Geertz also argued against the idea that one could define the essence of humanity across all cultures. In short, in the Geertz formulation, the question to ask about cultural phenomena is not what they do, but what they mean. Culture, he argued, fills the gap between those things that are biological givens for our species and those we need to function in a complex, interdependent and changing world. Geertz said, culture is “a system of meanings embodied in symbols” that provide people with a frame of reference to understand reality and animate their behavior.
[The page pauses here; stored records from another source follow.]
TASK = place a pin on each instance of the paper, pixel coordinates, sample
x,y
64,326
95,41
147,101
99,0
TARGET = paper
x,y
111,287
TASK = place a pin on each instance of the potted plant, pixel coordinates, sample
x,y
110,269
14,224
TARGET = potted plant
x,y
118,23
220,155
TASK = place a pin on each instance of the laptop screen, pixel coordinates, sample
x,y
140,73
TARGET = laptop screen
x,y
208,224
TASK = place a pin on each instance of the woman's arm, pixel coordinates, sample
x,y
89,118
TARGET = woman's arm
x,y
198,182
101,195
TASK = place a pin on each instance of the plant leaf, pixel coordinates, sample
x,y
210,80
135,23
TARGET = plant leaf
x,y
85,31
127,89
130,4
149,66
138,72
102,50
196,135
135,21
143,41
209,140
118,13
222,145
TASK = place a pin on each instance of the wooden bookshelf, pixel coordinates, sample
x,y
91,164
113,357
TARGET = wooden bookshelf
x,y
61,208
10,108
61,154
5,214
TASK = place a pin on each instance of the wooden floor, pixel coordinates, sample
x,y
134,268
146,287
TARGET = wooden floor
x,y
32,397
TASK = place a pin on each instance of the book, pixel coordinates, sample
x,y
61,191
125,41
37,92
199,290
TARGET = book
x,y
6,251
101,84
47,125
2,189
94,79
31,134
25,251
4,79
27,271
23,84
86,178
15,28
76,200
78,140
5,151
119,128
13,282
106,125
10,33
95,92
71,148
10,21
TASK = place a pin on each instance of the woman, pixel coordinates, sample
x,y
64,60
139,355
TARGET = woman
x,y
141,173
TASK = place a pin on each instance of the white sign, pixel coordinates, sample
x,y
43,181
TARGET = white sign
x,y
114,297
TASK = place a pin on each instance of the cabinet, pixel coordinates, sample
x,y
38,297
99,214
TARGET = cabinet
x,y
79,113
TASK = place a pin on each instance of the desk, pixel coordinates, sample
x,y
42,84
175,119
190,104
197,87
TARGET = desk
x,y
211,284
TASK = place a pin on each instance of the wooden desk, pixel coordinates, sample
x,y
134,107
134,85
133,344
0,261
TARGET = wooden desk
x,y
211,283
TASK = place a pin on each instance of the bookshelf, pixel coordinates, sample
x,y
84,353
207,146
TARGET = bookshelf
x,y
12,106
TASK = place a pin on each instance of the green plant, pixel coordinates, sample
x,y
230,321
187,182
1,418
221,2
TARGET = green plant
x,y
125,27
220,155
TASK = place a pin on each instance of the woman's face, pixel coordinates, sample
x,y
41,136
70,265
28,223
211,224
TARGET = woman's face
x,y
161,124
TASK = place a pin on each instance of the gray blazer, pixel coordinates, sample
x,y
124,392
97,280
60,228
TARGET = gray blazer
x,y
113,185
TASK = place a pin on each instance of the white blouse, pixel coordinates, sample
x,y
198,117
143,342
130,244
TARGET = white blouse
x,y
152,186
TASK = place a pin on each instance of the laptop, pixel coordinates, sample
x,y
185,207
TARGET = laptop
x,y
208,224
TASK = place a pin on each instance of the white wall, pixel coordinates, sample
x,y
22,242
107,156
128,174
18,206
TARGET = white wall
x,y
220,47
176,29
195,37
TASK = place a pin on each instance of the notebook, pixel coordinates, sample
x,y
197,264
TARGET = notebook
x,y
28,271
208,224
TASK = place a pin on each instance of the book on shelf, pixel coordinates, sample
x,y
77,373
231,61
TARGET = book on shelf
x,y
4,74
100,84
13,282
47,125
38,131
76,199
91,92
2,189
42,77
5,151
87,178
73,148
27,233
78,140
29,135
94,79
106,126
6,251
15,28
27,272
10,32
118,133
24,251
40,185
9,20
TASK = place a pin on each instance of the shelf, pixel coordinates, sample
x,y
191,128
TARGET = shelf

Whereas social structure embraces economic, political and social life and its institutional forms, Mr. Geertz drew a careful distinction between culture and social structure, differentiating himself from functionalists like Lévi-Strauss, who believed that rituals, institutions and other aspects of a culture could be best understood by the purposes they serve.

the interpretation of cultures

In one of his most widely cited essays, “Deep Play: Notes on the Balinese Cockfight,” included in “The Interpretation of Cultures,” he analyzed the kinship and social ties that are constructed, emphasized and maintained in this form of ritual “deep play” as if they were “an assemblage of texts.” Geertz also wrote voluminously on his fieldwork in Indonesia and Morocco.

the interpretation of cultures

The Times Literary Supplement called the book one of the 100 most important since World War II. “Believing with Max Weber that man is an animal suspended in webs of significance he himself has spun, I take culture to be those webs and the analysis of it to be therefore not an experimental science in search of law but an interpretive one in search of meaning,” he wrote in his 1973 book, “The Interpretation of Cultures” (Basic Books). Geertz analyzed and decoded the meanings of rituals, art, belief systems, institutions and other “symbols,” as he defined them. Drawing on history, psychology, philosophy and literary criticism, Mr.